In each of these crashes, the drivers left behind pieces of evidence - some even the vehicle itself - as they fled the scene.
Yet in every case, still no arrest - and the victims' families said Chicago police simply haven't done their job.
"I think it makes it so much harder for the family when it's a hit-and-run case," said John Greenfield, an editor for Streetsblog Chicago who has covered transportation safety and traffic fatalities across the city for the past decade. "They've already lost their family member. They don't want the injustice of the person who did this wrong going free while they're suffering the pain of losing their family member."
"It just compounds the injustice of a life being taken when it feels like the authorities don't really care that much about the case or give up on solving the case," he added.
Greenfield said he's passed along tips on certain cases to Chicago police, only to see them seemingly take months to act.
"That's a really frustrating thing, when there are these cases that just seem like open-and-shut cases that, you know, I as a reporter feel like I have enough info on the case where I would be able to track down the driver," Greenfield said, noting the hit-and-run crash in which a company van with a phone number painted on the side struck and killed Francisco Cruz in August 2016 on the city's West Side. Documents obtained by NBC 5 Investigates show that police received multiple tips, including a suspect's name and address, within days of the crash. But it took more than five years before they made an arrest in the case.
"I feel like it wasn't that hard to solve this case," Greenfield said. "They arrested the guy that I thought was the suspect. So it's just kind of baffling."
"It really makes you wonder like in these cases where we do have witnesses and we do have evidence like the vehicles left behind, why does it take so long?"
That's what NBC 5 Investigates set out to ask after uncovering that Chicago police made arrests in just .3% of hit-and-run crashes last year. And in the 60 days since our investigation, little has changed in those four unsolved cases: no updates, no arrests, all while the hit-and-run crisis has continued unabated across Chicago.
Just since late May, the city has seen another 6,008 hit-and-run crashes, leaving at least 895 people injured in the last two months alone, and six people killed.

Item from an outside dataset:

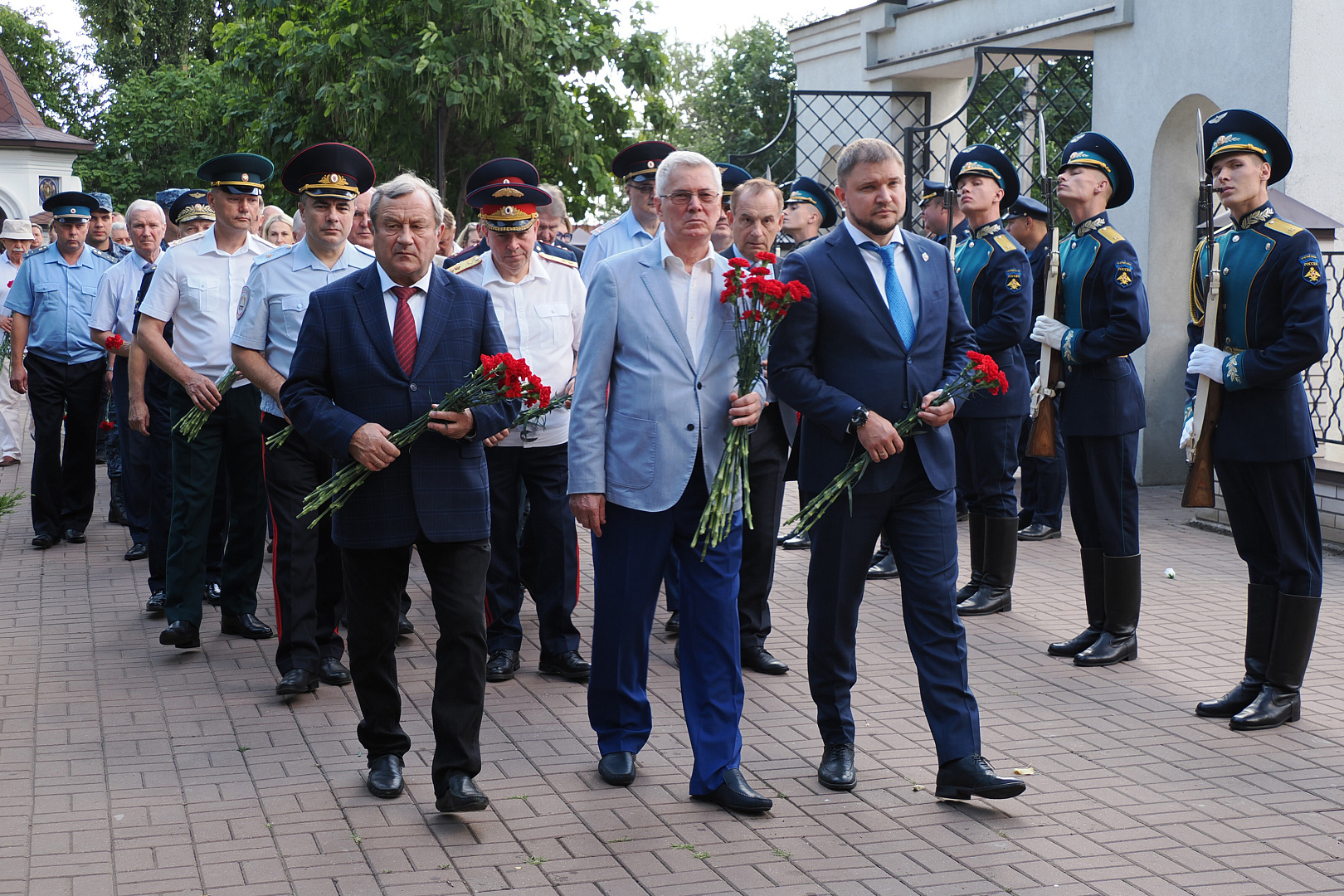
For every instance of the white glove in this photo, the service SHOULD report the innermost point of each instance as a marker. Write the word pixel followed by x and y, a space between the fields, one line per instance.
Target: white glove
pixel 1049 332
pixel 1207 360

Among them was Hannah Hayes, a writer, activist and educator, as well as 11-year-old Ja'lon James, a twin who loved boxing and playing with his siblings.
In both cases, the hit-and-run driver abandoned the vehicle at or near the scene of the crash. But still no arrests.
"I understand that the police have a lot of problems on their plate," Greenfield said. "They may view hit-and-run crashes as less of an issue than say, gun violence. But it is very important to track down hit-and-drivers. It's important that people know there are consequences if you kill someone with your car and flee the scene."
For months, Chicago police have repeatedly declined to answer NBC 5 Investigates' questions on the low clearance rate for hit-and-run crashes, or specific questions on various cases, citing the ongoing nature of the investigations.
But when it comes to making Chicago's streets safer for all, Greenfield said there are several policy and infrastructure changes the city can make to reduce traffic fatalities.
"If we can do things like road diets, which means reducing the number of travel lanes or narrowing lanes on streets that have too many lanes that encourage speeding, replacing those lanes with things like protected bike lanes or wider sidewalks or dedicated bus lanes to speed up bus service, that helps a lot," Greenfield said.
"Things like raised crosswalks, that sort of both make crosswalks more visible and double the speed bumps," he continued. "Speed bumps in general on residential streets, sidewalk bumpouts or curb extensions, which shorten crossing distances for pedestrians. We can do things like speed feedback signs that remind drivers how fast they're going and make them think about hitting the brake pedal."
"Kind of like gun violence, traffic violence is a problem that lots of other countries have figured out how to solve," Greenfield said. "In countries where they have succeeded in really reducing the number of traffic deaths, they've decided on policy and infrastructure changes to protect people."